Wo sehen Sie die Chancen und Herausforderungen der KI-gestützten Erinnerungskultur?
Es geht darum, menschliche Erinnerungen als Daten in KI einzuspeisen und dann einen Deathbot zu erschaffen, der Gespräche mit der verstorbenen Person simuliert. Derzeit erleben wir eine Simulation der Verstorbenen als Chatbots, dann kommen Avatare als nächste Stufe. Aber faktisch ist es eine Software, mit der wir Gespräche führen. Unsere Erinnerung endet irgendwann. In der Erinnerungskultur sagen wir, jemand ist erst dann tot, wenn sich keiner mehr an ihn erinnert. So funktioniert auch unsere Friedhofskultur. Die Frage ist, wer diese Deathbots nutzt.
Meine größte Sorge ist, dass sich die Gesprächskultur verändert.
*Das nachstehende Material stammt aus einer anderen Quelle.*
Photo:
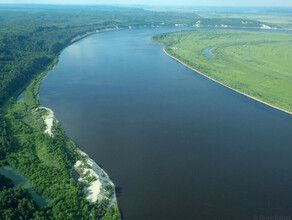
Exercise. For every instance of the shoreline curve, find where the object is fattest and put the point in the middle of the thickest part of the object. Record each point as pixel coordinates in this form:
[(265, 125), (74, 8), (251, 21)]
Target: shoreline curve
[(226, 86)]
Denn bei einem Bot wird es keine großen Widersprüche, keine Gegenrede, keine Auseinandersetzung geben. Und dann frage ich mich, wie sich die Mensch-Mensch-Kommunikation verändert, wenn die Bot-Kommunikation doch so einfach ist. Eine KI ist 24 Stunden und sieben Tage die Woche bereit und kann immer antworten. Aber manchmal ist es gut, wenn wir in der menschlichen Kommunikation Widerstand und Emotionen erfahren. Das fällt dann weg – und das wird auch die zwischenmenschliche Kommunikation ändern.
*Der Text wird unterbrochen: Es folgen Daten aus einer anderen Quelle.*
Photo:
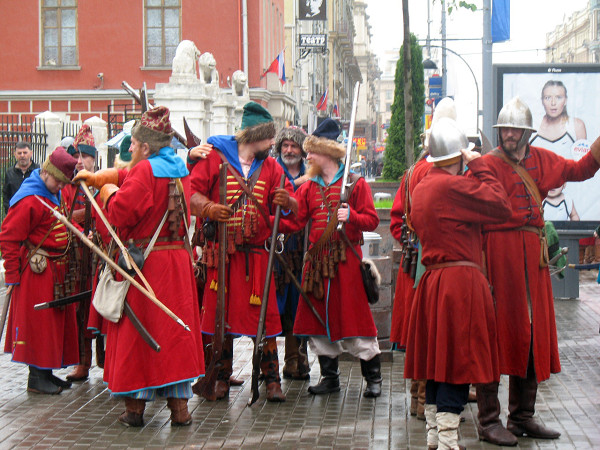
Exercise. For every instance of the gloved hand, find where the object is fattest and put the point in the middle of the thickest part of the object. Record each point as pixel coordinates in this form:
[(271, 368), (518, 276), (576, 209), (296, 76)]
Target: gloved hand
[(282, 198), (98, 179), (107, 191), (217, 212)]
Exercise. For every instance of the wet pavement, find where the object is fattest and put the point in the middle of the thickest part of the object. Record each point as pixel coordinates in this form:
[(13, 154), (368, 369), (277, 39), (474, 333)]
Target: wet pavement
[(86, 416)]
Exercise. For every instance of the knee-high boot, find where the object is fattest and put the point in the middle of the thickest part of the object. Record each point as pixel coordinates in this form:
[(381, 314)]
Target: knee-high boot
[(371, 371), (269, 366), (490, 426), (521, 406), (330, 377)]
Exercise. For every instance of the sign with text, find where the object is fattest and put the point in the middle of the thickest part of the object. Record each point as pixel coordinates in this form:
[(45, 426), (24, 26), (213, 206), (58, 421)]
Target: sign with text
[(312, 40)]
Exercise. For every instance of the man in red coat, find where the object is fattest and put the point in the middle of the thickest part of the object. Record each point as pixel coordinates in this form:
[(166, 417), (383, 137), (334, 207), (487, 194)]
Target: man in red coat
[(332, 276), (35, 250), (84, 151), (527, 340), (451, 339), (249, 221), (137, 200)]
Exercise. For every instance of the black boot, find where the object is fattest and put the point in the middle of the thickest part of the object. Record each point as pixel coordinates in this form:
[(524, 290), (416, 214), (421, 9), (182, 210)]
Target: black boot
[(40, 382), (330, 377), (371, 371)]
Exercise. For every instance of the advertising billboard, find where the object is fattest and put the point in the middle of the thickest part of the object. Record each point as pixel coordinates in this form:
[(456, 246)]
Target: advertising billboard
[(563, 99)]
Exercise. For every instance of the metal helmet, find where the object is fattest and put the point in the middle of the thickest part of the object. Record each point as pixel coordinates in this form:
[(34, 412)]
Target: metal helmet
[(516, 114), (446, 141)]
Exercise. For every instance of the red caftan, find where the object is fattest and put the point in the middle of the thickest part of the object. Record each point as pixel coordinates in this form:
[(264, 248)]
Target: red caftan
[(344, 306), (523, 290), (246, 270), (136, 209), (404, 293), (452, 328), (44, 338)]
Ist die Emotionalität und Vielschichtigkeit eines Menschen überhaupt über eine Maschine abbildbar?
Die Informatiker*innen, die daran arbeiten, sagen, dass Empathie und Emotionen simuliert werden können. Da wird noch einiges geschehen. Aber es bleibt eine Simulation und Kopie. Es ist nicht das Original. Aber das wird schnell vergessen, wenn die Simulation perfekt ist. Ich glaube, dass unsere alten Kategorien von Kopie und Original uns helfen können, darüber nachzudenken, was wir wollen. Denn: Diese virtuelle Person wird in einem bestimmten Zustand programmiert und wird sich nicht weiterentwickeln.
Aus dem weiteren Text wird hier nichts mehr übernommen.